# Seiko Skz205 Diver



## vic.wootton (Mar 28, 2004)

I've ordered a skz205 divers watch, has anyone got any pics. opinions of this watch.

Cheers Vic


----------



## jasonm (Nov 22, 2003)

Thats the Titainium 40th Aniversary Job isnt it Vic?

Looks great with the carbon dial, havent had one though...
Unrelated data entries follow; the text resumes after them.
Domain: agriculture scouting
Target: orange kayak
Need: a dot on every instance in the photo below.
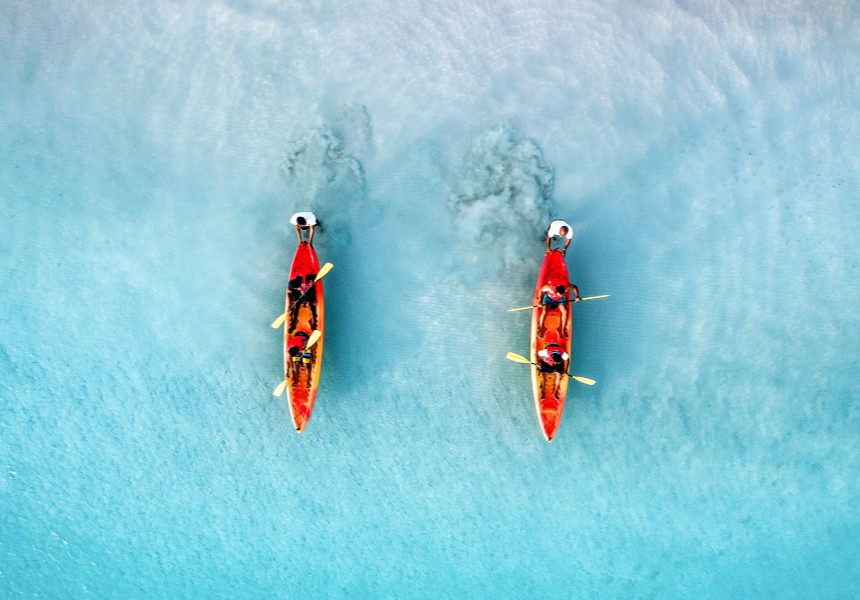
(303, 317)
(550, 389)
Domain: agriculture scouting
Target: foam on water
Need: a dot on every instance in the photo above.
(502, 198)
(706, 157)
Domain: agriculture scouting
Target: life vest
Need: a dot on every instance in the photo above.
(547, 354)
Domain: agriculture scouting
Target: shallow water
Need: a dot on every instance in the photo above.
(707, 159)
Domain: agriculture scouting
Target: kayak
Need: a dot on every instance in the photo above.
(549, 396)
(304, 318)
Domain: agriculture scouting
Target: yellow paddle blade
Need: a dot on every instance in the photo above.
(520, 308)
(324, 271)
(517, 358)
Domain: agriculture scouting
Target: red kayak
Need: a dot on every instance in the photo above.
(550, 344)
(303, 317)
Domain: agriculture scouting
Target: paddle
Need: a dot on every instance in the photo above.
(568, 302)
(313, 339)
(323, 272)
(523, 359)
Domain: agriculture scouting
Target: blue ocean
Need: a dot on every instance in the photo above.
(706, 155)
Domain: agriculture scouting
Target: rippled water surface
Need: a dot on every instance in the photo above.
(706, 155)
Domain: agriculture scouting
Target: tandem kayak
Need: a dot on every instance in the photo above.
(304, 314)
(550, 388)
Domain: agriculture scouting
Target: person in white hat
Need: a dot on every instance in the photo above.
(558, 229)
(305, 222)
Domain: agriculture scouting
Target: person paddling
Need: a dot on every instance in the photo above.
(305, 223)
(552, 360)
(560, 230)
(302, 291)
(554, 296)
(300, 357)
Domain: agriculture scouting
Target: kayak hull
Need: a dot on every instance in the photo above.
(302, 384)
(550, 391)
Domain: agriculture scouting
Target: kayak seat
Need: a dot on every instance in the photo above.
(550, 337)
(305, 313)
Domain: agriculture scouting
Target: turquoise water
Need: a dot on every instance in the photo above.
(706, 155)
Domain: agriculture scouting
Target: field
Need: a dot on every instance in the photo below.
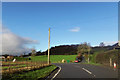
(54, 58)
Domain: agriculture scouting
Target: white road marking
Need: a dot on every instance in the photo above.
(56, 73)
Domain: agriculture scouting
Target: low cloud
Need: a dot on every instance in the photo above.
(13, 44)
(110, 43)
(75, 29)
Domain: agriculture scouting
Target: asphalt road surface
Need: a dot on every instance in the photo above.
(76, 70)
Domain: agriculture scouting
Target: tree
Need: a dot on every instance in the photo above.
(84, 48)
(33, 52)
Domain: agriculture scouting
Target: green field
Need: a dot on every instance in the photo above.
(30, 75)
(54, 58)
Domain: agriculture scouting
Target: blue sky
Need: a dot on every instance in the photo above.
(70, 23)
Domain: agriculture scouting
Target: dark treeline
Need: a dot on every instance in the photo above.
(72, 49)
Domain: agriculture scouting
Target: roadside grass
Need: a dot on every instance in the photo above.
(14, 66)
(54, 58)
(30, 75)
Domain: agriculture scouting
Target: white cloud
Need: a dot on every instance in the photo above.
(75, 29)
(13, 44)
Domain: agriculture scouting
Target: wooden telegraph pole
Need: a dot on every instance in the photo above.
(49, 47)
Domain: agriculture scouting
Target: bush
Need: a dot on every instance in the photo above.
(104, 57)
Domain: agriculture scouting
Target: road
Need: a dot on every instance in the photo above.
(75, 70)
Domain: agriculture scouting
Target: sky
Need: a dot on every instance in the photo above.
(70, 22)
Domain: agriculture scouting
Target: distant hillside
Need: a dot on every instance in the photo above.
(72, 49)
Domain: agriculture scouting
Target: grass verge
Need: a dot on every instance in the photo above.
(54, 58)
(30, 75)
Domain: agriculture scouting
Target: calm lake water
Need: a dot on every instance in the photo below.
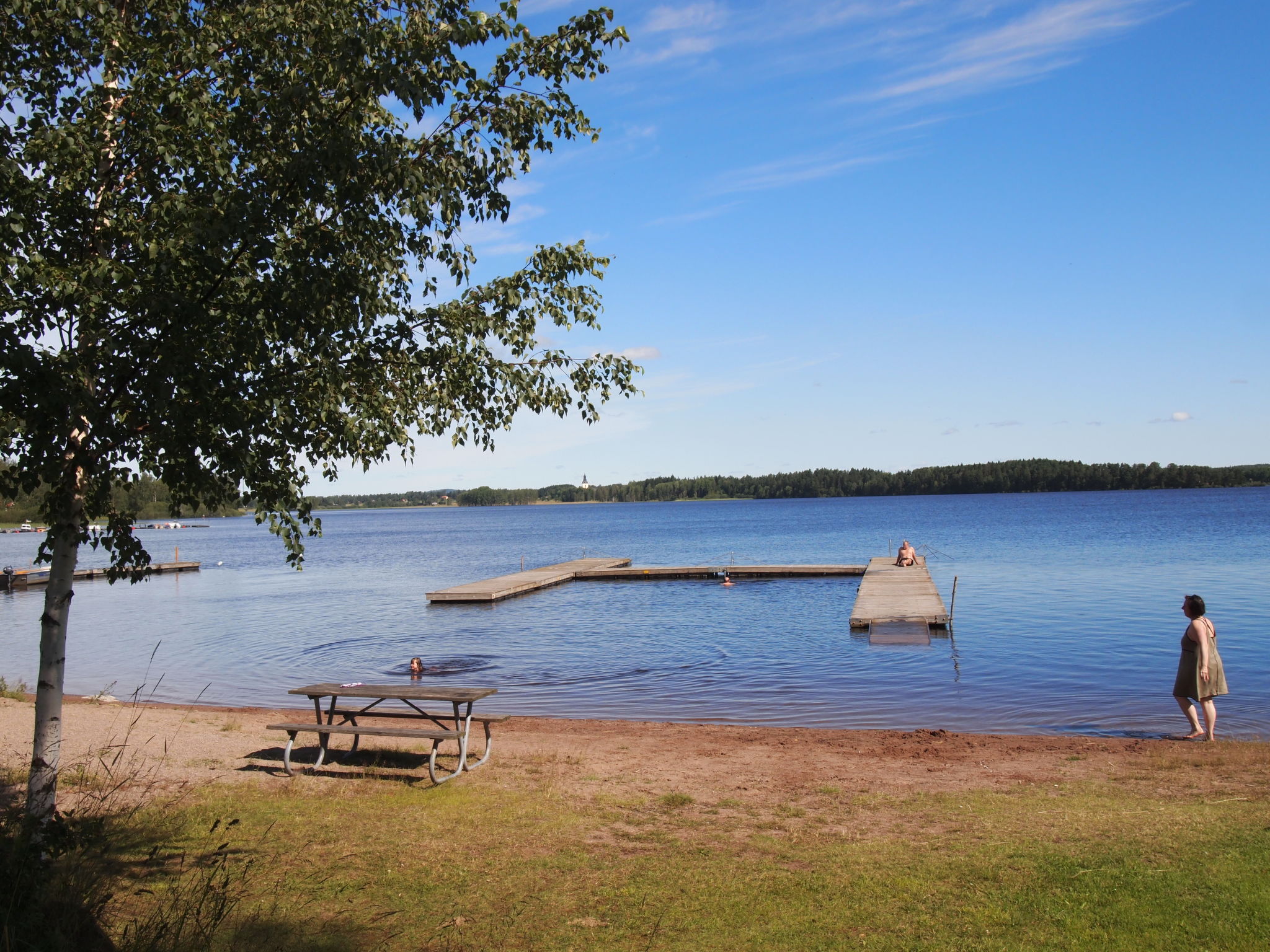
(1067, 612)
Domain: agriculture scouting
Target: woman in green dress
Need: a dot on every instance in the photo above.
(1199, 671)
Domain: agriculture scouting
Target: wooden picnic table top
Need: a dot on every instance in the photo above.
(399, 692)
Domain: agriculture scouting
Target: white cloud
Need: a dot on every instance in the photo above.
(1043, 40)
(790, 172)
(675, 19)
(498, 238)
(689, 218)
(694, 30)
(641, 353)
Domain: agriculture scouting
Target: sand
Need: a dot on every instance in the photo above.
(191, 747)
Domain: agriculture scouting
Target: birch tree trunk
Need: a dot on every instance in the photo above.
(46, 749)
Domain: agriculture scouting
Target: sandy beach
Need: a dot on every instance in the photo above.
(202, 746)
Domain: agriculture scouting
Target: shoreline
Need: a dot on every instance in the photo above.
(183, 744)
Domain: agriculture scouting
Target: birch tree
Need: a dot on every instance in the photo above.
(231, 250)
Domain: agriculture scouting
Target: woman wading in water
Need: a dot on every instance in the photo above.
(1199, 671)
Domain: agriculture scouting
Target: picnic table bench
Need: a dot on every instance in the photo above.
(450, 725)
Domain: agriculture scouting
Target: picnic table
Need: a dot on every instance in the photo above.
(448, 725)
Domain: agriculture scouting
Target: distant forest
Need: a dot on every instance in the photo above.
(1010, 477)
(145, 499)
(149, 498)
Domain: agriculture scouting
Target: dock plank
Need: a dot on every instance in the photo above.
(705, 571)
(889, 593)
(518, 583)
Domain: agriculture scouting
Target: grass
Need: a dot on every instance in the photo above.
(506, 861)
(17, 691)
(374, 863)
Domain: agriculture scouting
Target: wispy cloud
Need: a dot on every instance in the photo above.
(1043, 40)
(689, 218)
(495, 238)
(689, 31)
(641, 353)
(874, 58)
(790, 172)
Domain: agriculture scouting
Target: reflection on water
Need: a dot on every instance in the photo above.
(1055, 631)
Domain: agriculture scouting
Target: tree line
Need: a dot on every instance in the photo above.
(145, 499)
(1009, 477)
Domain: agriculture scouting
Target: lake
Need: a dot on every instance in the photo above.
(1067, 612)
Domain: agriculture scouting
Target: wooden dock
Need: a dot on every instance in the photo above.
(892, 594)
(520, 583)
(716, 571)
(31, 578)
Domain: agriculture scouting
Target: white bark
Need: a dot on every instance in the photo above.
(46, 752)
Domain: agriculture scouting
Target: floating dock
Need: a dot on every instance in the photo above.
(898, 606)
(518, 583)
(895, 601)
(717, 571)
(31, 578)
(615, 569)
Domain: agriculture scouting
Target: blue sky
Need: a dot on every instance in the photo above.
(907, 232)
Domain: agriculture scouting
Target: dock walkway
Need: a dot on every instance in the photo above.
(889, 593)
(31, 578)
(716, 571)
(520, 583)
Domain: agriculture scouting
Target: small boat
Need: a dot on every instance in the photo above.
(22, 578)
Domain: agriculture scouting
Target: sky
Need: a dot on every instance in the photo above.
(905, 232)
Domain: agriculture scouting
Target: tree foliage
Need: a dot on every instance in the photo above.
(231, 249)
(226, 230)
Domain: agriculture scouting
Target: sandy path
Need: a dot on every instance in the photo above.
(195, 746)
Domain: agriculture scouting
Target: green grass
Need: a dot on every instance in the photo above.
(473, 866)
(17, 691)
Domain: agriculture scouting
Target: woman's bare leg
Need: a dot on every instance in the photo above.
(1209, 716)
(1189, 710)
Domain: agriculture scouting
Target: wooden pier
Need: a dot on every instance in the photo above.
(897, 604)
(900, 598)
(520, 583)
(614, 569)
(716, 571)
(31, 578)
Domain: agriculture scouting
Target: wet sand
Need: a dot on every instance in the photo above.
(191, 747)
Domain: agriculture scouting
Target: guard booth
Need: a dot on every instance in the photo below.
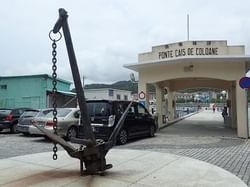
(194, 64)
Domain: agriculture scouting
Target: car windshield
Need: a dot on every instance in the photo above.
(98, 108)
(5, 111)
(44, 112)
(27, 114)
(61, 112)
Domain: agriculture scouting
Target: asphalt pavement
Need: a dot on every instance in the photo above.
(202, 136)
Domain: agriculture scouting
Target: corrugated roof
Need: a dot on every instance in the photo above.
(37, 75)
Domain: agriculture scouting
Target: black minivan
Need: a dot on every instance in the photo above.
(104, 115)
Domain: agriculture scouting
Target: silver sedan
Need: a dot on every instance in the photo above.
(67, 122)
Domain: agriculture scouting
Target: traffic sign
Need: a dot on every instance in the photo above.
(245, 82)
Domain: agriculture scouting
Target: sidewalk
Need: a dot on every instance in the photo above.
(130, 168)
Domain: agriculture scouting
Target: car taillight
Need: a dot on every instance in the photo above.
(111, 121)
(8, 117)
(49, 123)
(33, 122)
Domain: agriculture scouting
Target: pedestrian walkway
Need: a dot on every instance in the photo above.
(130, 168)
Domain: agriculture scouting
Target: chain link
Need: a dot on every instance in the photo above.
(54, 90)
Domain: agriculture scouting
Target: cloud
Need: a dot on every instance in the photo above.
(108, 34)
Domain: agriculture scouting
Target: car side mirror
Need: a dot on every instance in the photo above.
(77, 115)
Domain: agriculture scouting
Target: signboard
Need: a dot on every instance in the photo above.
(191, 51)
(142, 102)
(244, 82)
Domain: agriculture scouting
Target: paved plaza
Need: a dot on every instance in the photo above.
(203, 136)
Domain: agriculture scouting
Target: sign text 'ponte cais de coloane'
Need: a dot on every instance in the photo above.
(188, 52)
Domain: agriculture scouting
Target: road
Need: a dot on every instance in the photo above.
(202, 136)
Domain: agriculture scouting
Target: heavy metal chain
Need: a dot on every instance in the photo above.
(54, 90)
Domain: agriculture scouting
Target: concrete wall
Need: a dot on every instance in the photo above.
(104, 93)
(215, 65)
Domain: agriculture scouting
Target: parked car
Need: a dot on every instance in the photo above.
(27, 118)
(9, 118)
(68, 120)
(105, 114)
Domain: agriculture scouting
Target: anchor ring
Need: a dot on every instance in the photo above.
(55, 39)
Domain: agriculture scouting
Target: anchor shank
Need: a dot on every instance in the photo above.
(85, 120)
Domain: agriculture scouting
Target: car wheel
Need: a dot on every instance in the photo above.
(122, 137)
(13, 128)
(152, 131)
(72, 133)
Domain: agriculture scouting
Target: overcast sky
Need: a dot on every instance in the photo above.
(110, 33)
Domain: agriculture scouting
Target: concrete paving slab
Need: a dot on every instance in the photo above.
(130, 168)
I think Derek (Luvwatch) had one, dont think it was the Ti one though....


----------



## vic.wootton (Mar 28, 2004)

Yes Jase it's the ti one, the only other Seiko I've had was a quartz, I need to get used to this 'non manual winding' thing


----------



## seanman (Feb 11, 2005)

vic.wootton said:


> I've ordered a skz205 divers watch, has anyone got any pics. opinions of this watch.
> 
> Cheers Vic
> 
> ...


Hi Vic,some great pics on Seiko Citizen forum USA search Google. I bought the watch in Dec 05 and its a top quality item. regards Sean


----------



## vic.wootton (Mar 28, 2004)

Welcome to the forum Seanman and thanks for the reply, my watch is on the way from Bankok at the moment, I'm just trying to get as much info about it as possible (you know how it is)

Many of the photos I've seen of this watch seem to suggest that the titanium case is a blackish colour, is this correct ?


----------



## vic.wootton (Mar 28, 2004)

Crickey what a wait, the watch finally arrived after about 5 weeks, it seems the delivery got screwed up uk side. Ewan was very concerned and was contacting people in both countries trying to track it down.

The watch is fantastic, the lume has to be seen to be believed and the bracelet is a marvel of engineering, I will try to take some photos and ask someone to post them for me.









Vic


----------



## jasonm (Nov 22, 2003)

No probs vic, Email em to me jam_miller 'at' hotmail.com


----------